Scalise Introduces Bill to Cap Regulatory Spending
WASHINGTON, D.C. – U.S. Congressmen Steve Scalise (LA-01) and Doug Collins (GA-09) today introduced legislation, the National Regulatory Budget Act of 2014, which establishes a new process for the estimation and reporting of the economic costs of existing and new federal regulations. The bill also provides for a regulatory budget process where Congress would establish caps for each federal agency.
“Radical regulations strangle small business and increase the costs for hard-working taxpayers,” said Congressman Scalise. “This much-needed legislation makes unelected bureaucrats think twice before proposing job-killing rules and regulations by increasing transparency and accountability. If our economy is ever to recover from six years of the president’s failed economic policies, we must rein in the out of control costs of this Administration’s radical regulations. I applaud Congressman Collins for joining me in introducing this bill and for being a leader in the House on holding this Administration accountable.”
“Our federal budget tells Americans how much money the government spends. The national Regulatory Budget would tell them how much the government is really costing them,” Congressman Collins said. “Too many regulations, however they were intended, cost hardworking Americans in money and in opportunity. We can’t bring about reform and relief if we can’t identify the roots of the regulatory burden, and this is a straightforward and transparent way to do that. Congressman Scalise is a trusted leader on regulatory reform and I know with his leadership, we can get this moving.”

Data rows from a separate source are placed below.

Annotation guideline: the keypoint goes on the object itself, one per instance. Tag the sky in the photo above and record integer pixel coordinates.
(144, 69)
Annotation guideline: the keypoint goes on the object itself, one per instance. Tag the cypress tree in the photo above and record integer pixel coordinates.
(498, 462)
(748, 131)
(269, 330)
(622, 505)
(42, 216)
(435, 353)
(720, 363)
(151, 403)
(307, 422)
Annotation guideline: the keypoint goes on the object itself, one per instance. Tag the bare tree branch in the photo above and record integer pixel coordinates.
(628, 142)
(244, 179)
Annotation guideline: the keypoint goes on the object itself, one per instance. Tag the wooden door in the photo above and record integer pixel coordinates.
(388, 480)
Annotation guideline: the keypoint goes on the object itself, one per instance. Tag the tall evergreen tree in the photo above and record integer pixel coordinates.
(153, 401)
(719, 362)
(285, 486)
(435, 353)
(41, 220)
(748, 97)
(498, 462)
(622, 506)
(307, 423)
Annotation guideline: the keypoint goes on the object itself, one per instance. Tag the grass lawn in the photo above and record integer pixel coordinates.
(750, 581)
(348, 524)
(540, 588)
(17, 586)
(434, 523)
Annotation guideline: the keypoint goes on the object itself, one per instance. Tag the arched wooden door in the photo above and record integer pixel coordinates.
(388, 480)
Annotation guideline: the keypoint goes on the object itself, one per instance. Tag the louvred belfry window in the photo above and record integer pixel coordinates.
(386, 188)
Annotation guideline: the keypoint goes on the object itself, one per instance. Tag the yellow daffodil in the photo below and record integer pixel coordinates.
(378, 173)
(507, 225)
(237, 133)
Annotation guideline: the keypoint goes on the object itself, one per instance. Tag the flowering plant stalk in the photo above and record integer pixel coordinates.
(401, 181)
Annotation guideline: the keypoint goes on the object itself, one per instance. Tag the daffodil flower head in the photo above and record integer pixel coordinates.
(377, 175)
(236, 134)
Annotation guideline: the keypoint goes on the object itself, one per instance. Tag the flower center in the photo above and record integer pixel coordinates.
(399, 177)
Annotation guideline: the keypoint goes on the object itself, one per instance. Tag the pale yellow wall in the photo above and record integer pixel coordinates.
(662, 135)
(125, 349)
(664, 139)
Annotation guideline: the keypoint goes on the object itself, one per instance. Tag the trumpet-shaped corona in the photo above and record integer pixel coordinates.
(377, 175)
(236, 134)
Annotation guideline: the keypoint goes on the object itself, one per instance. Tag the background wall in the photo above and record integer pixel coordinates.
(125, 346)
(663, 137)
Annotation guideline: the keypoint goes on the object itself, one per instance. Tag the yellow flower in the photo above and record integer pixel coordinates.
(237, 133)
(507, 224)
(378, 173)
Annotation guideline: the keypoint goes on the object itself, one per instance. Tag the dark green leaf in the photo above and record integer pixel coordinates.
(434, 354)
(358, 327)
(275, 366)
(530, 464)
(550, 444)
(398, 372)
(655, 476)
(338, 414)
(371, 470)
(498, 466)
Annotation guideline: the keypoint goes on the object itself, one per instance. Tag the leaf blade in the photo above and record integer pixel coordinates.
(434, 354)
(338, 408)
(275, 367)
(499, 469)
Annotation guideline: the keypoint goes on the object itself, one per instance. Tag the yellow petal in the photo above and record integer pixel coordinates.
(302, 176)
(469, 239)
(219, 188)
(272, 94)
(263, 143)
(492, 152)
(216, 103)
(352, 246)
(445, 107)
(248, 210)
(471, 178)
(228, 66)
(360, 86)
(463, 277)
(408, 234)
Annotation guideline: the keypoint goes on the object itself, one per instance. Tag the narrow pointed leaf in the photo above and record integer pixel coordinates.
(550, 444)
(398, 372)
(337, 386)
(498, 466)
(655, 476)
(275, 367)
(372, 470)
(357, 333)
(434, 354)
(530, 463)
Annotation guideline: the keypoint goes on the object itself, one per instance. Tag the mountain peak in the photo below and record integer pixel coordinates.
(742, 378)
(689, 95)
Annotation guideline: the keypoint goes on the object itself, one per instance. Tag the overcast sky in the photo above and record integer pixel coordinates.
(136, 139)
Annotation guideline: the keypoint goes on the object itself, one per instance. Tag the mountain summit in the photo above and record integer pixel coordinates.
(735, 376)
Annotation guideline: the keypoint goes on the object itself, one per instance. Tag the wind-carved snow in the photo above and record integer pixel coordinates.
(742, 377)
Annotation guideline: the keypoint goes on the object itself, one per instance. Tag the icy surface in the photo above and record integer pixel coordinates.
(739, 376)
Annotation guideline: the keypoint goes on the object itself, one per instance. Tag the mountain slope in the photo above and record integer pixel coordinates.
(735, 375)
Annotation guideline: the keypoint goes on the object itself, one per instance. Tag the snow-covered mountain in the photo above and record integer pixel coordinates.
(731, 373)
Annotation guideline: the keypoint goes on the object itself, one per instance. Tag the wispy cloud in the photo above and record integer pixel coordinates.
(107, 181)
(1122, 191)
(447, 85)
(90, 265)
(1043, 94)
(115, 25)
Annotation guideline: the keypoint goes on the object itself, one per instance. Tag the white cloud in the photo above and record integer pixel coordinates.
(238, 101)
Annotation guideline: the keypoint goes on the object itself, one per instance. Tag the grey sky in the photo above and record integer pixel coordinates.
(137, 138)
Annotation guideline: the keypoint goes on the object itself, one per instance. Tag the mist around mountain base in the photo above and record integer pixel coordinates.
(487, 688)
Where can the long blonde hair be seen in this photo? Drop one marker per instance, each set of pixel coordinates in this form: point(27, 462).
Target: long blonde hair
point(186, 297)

“Regulations are another impediment to investment. For free enterprise to work, it needs a reasonable regulatory system that ensures safety, protects consumers and achieves fair competition,” said U.S. Senator Marco Rubio (R-FL). Putting the federal government on a National Regulatory Budget will help restrain the job-killing impulses of regulators and reduce obstacles to innovation that creates jobs. I appreciate the leadership of Representatives Scalise and Collins for leading the effort in the House. I hope this doesn’t ultimately turn into another example of the House acting on commonsense, pro-jobs legislation only to see Harry Reid’s Senate fail to act on it.”
Specifically, the National Regulatory Budget Act would establish the Office of Regulatory Analysis (OAR), which would be required to provide an annual regulatory analysis of federal rules for the upcoming fiscal year and their estimated cost on the economy. The legislation also creates a National Regulatory Budget, which allows Congress to set a cap on the total economic cost of new federal regulations to be implemented in the coming fiscal year. Congress would also set caps on the regulatory cost allowed by individual agencies.
The legislation requires that all newly proposed regulations receive an OAR estimate before being implemented. Agencies that fail to comply with the OAR will be subject to a 0.5 percent reduction in their appropriation based on their previous budget amount.
According to the Competitive Enterprise Institute, federal regulations cost businesses $1.8 trillion in 2013 – more than the Gross Domestic Product of Canada. Federal regulations cost the average American family $14,974 annually. The 2013 Federal Register contained nearly 3,500 regulations totaling 79,000 pages – the fourth largest Federal Register in history.
Senator Marco Rubio (R-FL) introduced the National Regulatory Budget Act of 2014 (S. 2153) in March of this year. It has the support of 12 Senate cosponsors. The bill has been endorsed by the Competitive Enterprise Institute, National Small Business Association, and Center for Freedom and Prosperity.